A New York-based group says Northwest Ohio Underdog Rescue is not doing enough to find Bones.
A local rescue group and a New York animal advocacy organization are at odds over the handling of a missing dog.
Bones, a 130-pound dog that was sent from New York to a Toledo rescue group to work with aggression issues, was stolen Jan. 5 from Northwest Ohio Underdog Rescue, Inc.
The dogo argentino was among 16 dogs housed at Northwest Ohio Underdog Rescue, but he was the only dog taken, according to Kathy Sutter, who founded and operates the rescue from her West Toledo home.
Robin Mittasch, co-founder of the Lexus Project of Oceanside, N.Y., which rescued the dog from New York’s animal control office, said the group is offering “a very large reward” for its return.
She asked the thief to return the dog to Sylvania Vet, 4801 North Holland-Sylvania Rd., Sylvania, with “no questions asked.”
Ms. Mittasch and Ms. Sutter disagree over the handling of the search for Bones. Allegations have flown back and forth on the Facebook pages of the Lexus Project and NWO Underdog Rescue.
Ms. Mittasch said in a phone interview Ms. Sutter had not filed a police report regarding the breaking and entering, had not posted the flyers with information on Bones being lost, and had failed to contact area veterinarians and shelters about the dog. Ms. Sutter also had another dog in her care that ran away in the fall and did not do anything to try to find him, Ms. Mittasch claimed.
A local Lexus Project volunteer filed a police report on Jan. 13 and was told by the Toledo Police Department that it was the first it had heard of the missing dog, Ms. Mittasch said.
Ultimately, Ms. Mittasch says she blames herself for not checking out Ms. Sutter’s credentials before placing the dog with her.
“I feel like we let Bones down,” Ms. Mittasch said. “After we fought for his life, I set him up to fail. I failed him, but I can’t sit here and beat myself up forever. All I can do is try to do everything I can to bring him to safety.”

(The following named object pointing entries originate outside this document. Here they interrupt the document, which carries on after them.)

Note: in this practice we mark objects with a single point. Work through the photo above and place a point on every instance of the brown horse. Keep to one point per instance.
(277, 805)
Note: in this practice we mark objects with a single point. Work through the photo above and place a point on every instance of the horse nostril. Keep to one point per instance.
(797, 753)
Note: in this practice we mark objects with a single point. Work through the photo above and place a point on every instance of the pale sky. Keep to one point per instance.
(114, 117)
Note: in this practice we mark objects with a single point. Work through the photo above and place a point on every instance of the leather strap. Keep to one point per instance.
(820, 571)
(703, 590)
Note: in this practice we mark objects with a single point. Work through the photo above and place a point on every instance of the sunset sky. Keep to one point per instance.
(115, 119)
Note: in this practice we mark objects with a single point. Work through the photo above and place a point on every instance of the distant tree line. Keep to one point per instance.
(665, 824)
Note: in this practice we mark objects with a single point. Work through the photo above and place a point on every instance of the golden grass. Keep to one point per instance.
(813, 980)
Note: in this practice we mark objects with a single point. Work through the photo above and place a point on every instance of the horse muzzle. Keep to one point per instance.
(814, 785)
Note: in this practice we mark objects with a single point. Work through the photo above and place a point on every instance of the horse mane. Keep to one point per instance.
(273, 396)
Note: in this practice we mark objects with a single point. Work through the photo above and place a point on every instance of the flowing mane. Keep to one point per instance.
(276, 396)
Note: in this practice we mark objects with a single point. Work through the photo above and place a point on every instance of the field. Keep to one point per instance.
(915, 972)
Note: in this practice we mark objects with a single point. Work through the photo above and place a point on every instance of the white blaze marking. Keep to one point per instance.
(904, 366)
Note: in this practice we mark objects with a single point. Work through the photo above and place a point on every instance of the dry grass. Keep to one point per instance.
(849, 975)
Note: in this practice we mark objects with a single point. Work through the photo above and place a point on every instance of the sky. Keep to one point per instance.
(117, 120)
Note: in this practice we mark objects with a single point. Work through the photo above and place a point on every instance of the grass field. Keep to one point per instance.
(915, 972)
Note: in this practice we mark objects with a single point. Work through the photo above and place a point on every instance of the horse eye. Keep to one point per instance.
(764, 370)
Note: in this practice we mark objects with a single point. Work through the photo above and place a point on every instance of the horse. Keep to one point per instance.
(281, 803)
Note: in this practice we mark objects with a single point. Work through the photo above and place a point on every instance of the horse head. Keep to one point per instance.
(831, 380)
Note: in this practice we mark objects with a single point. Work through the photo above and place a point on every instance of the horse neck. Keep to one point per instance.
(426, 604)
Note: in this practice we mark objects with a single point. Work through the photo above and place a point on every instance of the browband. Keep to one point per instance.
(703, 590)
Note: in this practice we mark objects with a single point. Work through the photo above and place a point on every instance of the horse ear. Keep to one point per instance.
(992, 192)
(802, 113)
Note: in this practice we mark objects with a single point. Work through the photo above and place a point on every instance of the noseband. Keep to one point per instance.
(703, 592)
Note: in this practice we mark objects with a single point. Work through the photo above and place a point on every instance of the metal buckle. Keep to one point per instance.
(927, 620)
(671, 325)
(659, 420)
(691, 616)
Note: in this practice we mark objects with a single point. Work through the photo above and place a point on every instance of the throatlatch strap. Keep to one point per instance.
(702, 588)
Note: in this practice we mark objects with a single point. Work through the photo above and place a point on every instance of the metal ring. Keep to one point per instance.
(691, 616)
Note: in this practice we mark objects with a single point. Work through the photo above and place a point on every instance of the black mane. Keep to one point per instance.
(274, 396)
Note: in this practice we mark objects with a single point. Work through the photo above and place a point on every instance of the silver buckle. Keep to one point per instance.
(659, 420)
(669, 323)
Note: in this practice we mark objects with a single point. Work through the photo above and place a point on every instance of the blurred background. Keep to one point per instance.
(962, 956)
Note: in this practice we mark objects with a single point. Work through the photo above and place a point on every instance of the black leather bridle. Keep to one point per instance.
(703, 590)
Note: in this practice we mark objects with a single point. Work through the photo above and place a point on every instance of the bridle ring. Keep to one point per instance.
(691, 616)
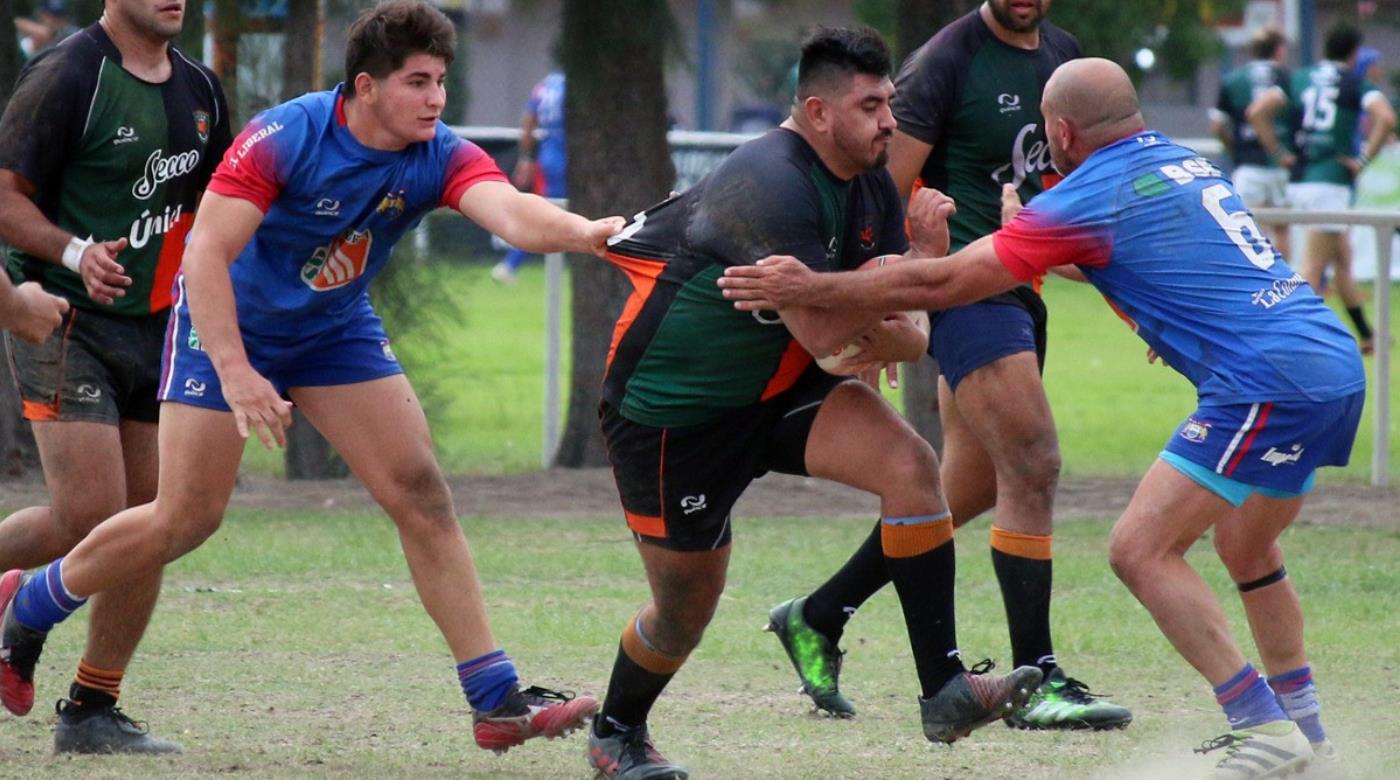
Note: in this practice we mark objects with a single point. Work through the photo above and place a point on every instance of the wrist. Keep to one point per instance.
(72, 258)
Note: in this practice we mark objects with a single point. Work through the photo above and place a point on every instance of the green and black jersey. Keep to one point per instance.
(1239, 88)
(1327, 101)
(976, 101)
(112, 156)
(681, 353)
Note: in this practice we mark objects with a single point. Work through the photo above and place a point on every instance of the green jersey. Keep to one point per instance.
(111, 157)
(976, 101)
(1327, 101)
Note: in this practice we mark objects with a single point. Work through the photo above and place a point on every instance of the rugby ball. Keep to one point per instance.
(846, 361)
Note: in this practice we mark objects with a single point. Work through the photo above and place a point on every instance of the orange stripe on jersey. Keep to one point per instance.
(643, 276)
(790, 367)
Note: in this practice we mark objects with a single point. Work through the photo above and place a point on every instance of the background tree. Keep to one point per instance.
(619, 163)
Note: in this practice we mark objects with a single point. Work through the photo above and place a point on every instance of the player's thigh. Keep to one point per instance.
(860, 440)
(380, 429)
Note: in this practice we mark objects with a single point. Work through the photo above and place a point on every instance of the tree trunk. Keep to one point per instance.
(619, 163)
(919, 20)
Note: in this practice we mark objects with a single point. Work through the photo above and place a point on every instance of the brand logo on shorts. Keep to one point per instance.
(1194, 430)
(692, 504)
(1277, 458)
(339, 263)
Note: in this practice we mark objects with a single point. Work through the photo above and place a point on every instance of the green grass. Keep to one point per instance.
(293, 646)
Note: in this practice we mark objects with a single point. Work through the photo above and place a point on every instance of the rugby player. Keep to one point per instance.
(272, 300)
(1280, 385)
(700, 399)
(968, 105)
(111, 135)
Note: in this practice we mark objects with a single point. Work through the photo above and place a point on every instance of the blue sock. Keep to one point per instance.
(1298, 698)
(42, 602)
(1246, 699)
(487, 679)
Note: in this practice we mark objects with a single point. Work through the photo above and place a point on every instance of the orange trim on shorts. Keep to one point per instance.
(910, 541)
(648, 657)
(1021, 545)
(643, 275)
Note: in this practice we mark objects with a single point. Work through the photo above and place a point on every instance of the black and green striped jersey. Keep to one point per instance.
(112, 156)
(681, 353)
(1239, 88)
(976, 101)
(1327, 101)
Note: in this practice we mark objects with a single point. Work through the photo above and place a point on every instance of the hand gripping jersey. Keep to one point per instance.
(681, 353)
(114, 157)
(1239, 88)
(1164, 235)
(977, 102)
(333, 210)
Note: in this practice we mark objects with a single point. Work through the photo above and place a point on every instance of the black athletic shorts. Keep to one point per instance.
(95, 367)
(678, 485)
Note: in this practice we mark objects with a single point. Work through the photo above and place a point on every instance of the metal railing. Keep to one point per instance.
(1385, 224)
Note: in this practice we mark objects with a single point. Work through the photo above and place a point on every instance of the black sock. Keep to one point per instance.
(632, 691)
(926, 594)
(1025, 590)
(1358, 318)
(832, 605)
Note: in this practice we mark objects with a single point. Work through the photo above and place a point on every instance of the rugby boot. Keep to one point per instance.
(629, 755)
(973, 699)
(20, 649)
(535, 712)
(1270, 749)
(816, 660)
(104, 730)
(1063, 702)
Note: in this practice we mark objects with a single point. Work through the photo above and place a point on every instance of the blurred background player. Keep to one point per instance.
(1164, 235)
(272, 298)
(90, 150)
(700, 399)
(1327, 101)
(541, 165)
(1260, 179)
(968, 105)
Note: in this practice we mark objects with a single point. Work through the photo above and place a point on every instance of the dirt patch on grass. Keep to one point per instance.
(592, 493)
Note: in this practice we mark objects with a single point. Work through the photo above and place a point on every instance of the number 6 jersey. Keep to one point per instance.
(1164, 235)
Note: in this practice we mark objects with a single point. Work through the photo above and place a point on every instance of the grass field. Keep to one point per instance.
(291, 646)
(482, 370)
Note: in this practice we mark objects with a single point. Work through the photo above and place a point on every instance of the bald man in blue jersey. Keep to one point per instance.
(1280, 385)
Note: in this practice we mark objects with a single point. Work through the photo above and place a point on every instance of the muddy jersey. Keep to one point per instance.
(681, 353)
(111, 157)
(1327, 101)
(1239, 88)
(977, 102)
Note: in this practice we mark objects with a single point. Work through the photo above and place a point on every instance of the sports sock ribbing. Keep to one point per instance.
(919, 556)
(854, 583)
(1025, 567)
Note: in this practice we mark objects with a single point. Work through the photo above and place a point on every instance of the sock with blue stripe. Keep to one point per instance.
(42, 601)
(1248, 700)
(487, 679)
(1298, 698)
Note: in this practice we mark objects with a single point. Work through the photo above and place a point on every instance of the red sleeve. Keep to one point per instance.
(1031, 245)
(249, 168)
(468, 165)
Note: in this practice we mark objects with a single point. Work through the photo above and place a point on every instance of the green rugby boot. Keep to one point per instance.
(816, 660)
(1063, 702)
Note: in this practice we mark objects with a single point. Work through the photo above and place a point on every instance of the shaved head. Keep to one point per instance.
(1087, 105)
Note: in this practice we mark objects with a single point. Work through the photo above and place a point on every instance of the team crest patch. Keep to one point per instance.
(1194, 430)
(392, 205)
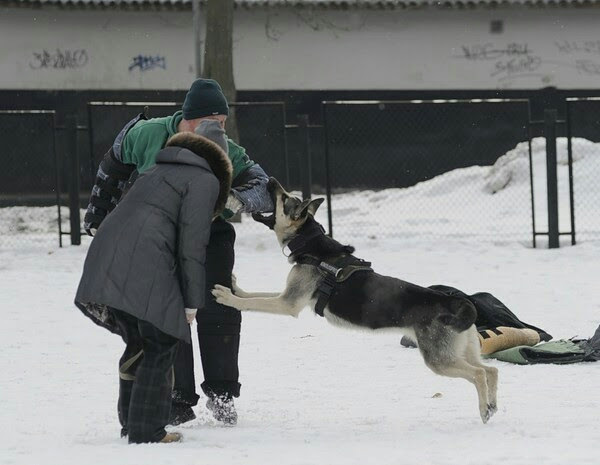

Ms. Sutter said she did call the police and she did contact the local media immediately after Bones was stolen to get the word out. She also spoke with Lucas County Dog Warden Julie Lyle on Jan. 6, which Ms. Lyle confirmed.
“He was stolen, he didn’t run away,” she said. “Where do you even begin to post flyers when you have no idea where he could be?”
Ms. Sutter said she feels like more effort is being spent finger-pointing at her rather than trying to find the dog. As to the other dog that ran away in the fall, Ms. Sutter said she did put up flyers but never got a single lead.
One of the accusations posted on Facebook is that Northwest Ohio Underdog Rescue Inc. is not a registered nonprofit. However, Ms. Sutter has a letter from the IRS dated Aug. 24, 2012, stating that she was given 501(c)(3) status and therefore any contributions to the group are tax-deductible.
Another accusation is that Bones was killed by another dog in Ms. Sutter's care, which Ms. Sutter denies.
“Bones is not a fighter,” Ms. Sutter said. “Even if another dog came at him, he wouldn’t fight, that’s just not how he is.”
The Lexus Project has a small group of Toledo-area volunteers working on posting flyers and following up on any sightings of dogs that could be Bones, Ms. Mittasch said. Anyone who sees a large white dog with one black ear is asked to approach him with a ball, which he loves, and smelly food, such as a can of sardines. They can also call the Lexus Project at 516-319-4249.
Bones created a media sensation in New York in November, 2011, when his owner, Shaun Dyer, allegedly killed his roommate, David Shadha, by striking him in the head with a pipe. Mr. Shadha’s body had bite marks. Authorities seized the dog.
In January, 2012, after the Manhattan Prosecutor’s Office determined the dog was no longer needed in the case, Bones was released to the Lexus Project.